The Atlanta Journal-Constitution

There’s a push to elect Obama again — in France

Organizers aren’t serious, hope French will think.

- By Adam Taylor Washington Post

In just a couple of months, French voters will go to the polls to elect their next president. It’s already turning into a divisive campaign, with the one-time conservati­ve front-runner Francois Fillon deeply wounded by a corruption scandal and facing stiff competitio­n from both the far right Marine Le Pen and the upstart “radical centrist” Emmanuel Macron.

In the face of all this, some French voters are apparently hoping another candidate could come in and clean up the mess. The problem, however, is that their proposed president isn’t actually French.

In fact, he used to be the president of the United States.

Over the past week, posters with the slogan “Obama17” have been plastered around Paris. A website of the same name is urging French voters to sign a petition promising to vote for Barack Obama should he enter the French race. The website says that it is hoping to collect 1 million signatures before March 15 in a bid to convince the former U.S. president to run.

“The French are ready to make radical choices,” a statement on the website reads in French. “That is good because we have a radical idea to propose to them.”

Obama would be a good president for France, the website continues, as he has “the best resume in the world for the job.” But France’s own domestic political concerns also appeared to be a big issue in the campaign. “At a time when France is about to vote massively for the far right, we can give a lesson in democracy to the planet by electing a foreigner as French president,” the website says.

According to NPR, this isn’t the first petition launched to request an Obama presidency. At least two similar petitions were launched last year, though this appears to be the most successful so far, with at least 30,000 signatures.

However, Obama’s chances at winning the French election may be slim. While polls suggest he is widely viewed positively in France — a Pew Global Research poll from last year found that 84 percent of the French had confidence that Obama would do the right thing in global affairs — Obama is not a French citizen and could not run in the French election until he became one.

In interviews with media outlets, the organizers of Obama17 have admitted that their task isn’t entirely serious.

“It’s definitely a joke,” one unnamed co-creator of the website told NPR. “But it could make people think a little bit about what we could do differentl­y in French politics.”

Though there is also no indication at the moment that Obama would consider running for office in France, other former U.S. presidents have eyed it.
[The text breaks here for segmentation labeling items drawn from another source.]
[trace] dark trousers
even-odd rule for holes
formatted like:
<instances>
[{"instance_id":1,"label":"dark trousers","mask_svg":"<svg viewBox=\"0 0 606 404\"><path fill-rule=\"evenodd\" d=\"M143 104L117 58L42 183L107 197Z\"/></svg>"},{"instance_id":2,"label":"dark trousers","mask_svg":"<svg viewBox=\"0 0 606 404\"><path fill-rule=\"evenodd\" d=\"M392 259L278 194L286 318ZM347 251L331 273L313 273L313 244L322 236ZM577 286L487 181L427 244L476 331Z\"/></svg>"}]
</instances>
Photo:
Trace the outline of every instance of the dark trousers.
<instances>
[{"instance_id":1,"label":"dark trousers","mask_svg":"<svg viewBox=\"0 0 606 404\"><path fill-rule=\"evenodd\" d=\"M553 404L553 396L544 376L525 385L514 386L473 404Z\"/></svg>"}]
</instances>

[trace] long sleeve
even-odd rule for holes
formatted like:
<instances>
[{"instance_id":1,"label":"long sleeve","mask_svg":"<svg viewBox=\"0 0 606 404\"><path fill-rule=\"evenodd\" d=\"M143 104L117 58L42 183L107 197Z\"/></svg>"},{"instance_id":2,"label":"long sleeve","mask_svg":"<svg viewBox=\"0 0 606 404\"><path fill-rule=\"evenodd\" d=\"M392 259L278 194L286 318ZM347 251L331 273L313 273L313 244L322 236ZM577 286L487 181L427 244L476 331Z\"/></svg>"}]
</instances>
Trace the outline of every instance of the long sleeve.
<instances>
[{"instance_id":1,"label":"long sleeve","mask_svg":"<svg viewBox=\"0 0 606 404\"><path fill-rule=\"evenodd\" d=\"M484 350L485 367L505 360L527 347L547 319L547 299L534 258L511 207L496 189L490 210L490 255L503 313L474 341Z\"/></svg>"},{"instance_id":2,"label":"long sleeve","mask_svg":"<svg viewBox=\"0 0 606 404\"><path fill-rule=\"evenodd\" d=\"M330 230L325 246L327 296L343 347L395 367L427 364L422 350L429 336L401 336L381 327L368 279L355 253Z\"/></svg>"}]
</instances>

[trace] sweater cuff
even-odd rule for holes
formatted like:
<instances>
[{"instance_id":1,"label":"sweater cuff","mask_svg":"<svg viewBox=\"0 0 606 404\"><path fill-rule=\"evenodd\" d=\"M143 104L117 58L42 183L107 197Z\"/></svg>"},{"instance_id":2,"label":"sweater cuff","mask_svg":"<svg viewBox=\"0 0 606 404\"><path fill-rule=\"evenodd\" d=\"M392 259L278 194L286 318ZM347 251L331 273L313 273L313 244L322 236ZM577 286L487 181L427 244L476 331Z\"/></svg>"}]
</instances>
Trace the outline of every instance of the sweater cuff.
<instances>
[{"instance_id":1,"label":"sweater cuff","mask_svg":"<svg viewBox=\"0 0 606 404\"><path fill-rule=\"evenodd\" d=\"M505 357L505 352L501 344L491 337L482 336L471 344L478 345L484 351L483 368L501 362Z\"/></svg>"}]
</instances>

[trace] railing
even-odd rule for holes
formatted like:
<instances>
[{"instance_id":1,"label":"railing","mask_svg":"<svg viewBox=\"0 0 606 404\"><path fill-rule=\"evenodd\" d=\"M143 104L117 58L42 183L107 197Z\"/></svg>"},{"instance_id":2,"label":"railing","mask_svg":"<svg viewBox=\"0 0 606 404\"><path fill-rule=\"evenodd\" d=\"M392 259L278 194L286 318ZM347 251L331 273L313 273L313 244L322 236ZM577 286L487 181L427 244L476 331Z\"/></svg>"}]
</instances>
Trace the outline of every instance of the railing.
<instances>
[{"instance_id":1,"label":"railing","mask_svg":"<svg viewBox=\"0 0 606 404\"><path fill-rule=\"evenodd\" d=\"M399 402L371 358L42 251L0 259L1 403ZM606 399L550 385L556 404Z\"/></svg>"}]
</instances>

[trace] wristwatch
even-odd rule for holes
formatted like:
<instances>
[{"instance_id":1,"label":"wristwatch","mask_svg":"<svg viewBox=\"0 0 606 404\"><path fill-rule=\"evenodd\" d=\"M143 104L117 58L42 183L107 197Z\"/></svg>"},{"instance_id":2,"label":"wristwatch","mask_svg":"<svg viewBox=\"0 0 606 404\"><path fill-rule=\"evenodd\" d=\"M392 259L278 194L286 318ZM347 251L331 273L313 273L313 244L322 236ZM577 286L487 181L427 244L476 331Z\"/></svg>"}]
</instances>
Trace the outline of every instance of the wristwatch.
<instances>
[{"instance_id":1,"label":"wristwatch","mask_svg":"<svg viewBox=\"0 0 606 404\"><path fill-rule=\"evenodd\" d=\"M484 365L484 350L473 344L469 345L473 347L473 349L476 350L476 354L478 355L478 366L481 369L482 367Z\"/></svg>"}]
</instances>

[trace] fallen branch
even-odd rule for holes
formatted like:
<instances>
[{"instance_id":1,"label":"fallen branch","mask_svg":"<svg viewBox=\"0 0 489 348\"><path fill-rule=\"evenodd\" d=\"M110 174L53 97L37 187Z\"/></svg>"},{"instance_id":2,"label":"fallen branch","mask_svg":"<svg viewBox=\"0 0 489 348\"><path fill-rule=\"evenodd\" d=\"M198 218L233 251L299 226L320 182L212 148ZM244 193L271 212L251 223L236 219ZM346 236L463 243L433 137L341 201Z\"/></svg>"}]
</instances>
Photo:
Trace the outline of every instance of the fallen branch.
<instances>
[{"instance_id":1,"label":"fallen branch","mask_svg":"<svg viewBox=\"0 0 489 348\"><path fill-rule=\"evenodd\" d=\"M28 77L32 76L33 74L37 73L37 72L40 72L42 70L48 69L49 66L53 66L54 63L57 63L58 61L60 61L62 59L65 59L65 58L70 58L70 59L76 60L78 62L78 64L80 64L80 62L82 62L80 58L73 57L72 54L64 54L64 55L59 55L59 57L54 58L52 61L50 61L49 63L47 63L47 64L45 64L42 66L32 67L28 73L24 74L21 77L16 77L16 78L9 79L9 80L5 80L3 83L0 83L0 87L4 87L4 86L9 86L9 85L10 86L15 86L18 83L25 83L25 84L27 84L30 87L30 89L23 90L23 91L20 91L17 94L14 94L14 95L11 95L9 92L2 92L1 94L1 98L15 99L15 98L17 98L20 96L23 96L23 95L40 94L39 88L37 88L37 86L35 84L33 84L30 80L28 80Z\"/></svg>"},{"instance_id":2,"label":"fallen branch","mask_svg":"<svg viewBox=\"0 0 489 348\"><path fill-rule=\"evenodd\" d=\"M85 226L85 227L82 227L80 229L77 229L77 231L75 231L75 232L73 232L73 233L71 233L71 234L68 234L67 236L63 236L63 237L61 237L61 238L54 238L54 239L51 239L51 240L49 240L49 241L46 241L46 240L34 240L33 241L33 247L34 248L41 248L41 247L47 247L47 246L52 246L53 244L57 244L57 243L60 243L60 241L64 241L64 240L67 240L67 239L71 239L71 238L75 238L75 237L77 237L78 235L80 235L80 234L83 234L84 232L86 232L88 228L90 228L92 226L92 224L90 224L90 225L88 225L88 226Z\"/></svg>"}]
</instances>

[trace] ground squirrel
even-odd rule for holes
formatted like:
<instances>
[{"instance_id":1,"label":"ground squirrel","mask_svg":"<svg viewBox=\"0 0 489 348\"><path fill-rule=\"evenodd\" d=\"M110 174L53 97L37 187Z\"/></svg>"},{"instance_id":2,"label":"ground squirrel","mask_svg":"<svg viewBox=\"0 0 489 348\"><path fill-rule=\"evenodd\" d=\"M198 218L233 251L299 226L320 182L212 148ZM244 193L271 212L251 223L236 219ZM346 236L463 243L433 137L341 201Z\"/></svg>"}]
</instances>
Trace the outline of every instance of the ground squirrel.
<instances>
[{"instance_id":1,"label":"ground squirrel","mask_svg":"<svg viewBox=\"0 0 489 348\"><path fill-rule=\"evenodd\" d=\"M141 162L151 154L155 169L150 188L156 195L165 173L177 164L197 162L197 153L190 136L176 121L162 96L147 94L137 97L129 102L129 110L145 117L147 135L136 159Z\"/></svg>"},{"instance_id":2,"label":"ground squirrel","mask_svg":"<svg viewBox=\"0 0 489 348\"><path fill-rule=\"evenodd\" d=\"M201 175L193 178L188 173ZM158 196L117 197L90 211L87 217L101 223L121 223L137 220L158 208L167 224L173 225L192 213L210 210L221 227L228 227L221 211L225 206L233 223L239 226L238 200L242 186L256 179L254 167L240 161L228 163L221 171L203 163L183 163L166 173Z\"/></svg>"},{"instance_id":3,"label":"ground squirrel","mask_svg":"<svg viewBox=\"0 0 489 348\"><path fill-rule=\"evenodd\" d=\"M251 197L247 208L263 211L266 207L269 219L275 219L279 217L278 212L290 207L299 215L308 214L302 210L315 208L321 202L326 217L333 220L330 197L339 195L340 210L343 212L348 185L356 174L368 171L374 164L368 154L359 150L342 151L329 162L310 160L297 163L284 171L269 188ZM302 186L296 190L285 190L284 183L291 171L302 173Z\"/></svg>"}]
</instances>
In 2012, Bill Clinton suggested that he might be able to run for election in two foreign countries: Ireland, because of his Irish family heritage, and France, because he was born in Arkansas, which is part of the Louisiana Purchase, which meant he could immediatel­y apply for naturaliza­tion. However, as Foreign Policy later pointed out, France changed its laws on naturaliza­tion in 2006, making Clinton’s quest for the Élysée Palace just as unlikely as Obama’s.